6. Alert overload. ECRI sees the potential for clinicians who are overwhelmed with alarms and notifications from medical devices and health IT systems to miss a clinically significant event. Burnout from technology overload is a big challenge for doctors and other practitioners under pressure to use electronic health records and other IT.

7. Home health cybersecurity. Increased use of remote patient monitoring poses challenges that include reliance on a home network, limited access to trouble-shooting and installation of updates and difficulty with compliance. Misdiagnosis or delayed care could be the result, the report said.

8. Missing implant data. Lack of a single place within the electronic health record to store implant information could result in harm to patients undergoing MRI scans because some devices can heat, move or malfunction when exposed to a system’s magnetic field, ECRI said.
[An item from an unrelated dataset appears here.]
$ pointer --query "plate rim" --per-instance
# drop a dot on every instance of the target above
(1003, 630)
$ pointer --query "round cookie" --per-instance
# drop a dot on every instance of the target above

FDA in August released draft guidance on testing to assess the safety and compatibility of medical devices in the MRI environment. Also that month, Boston Scientific received FDA approval for new labeling for its ImageReady MRI Vercise Gevia deep brain stimulation system that enables patients to receive a full-body MRI.

9. Medication timing errors. Discrepancies in medication dose timing between physicians’ orders and automatically generated EHR work lists can have significant clinical consequences depending on a patient’s condition. Despite a movement to electronic prescribing among providers, the risk for medication errors remains a concern.

10. Loose nuts and bolts. Failure to maintain mechanical fasteners in medical devices that can become loose over time can lead to catastrophic accidents, in equipment ranging from baby scale carts to large angiography systems that could cause harm from a falling component, ECRI said.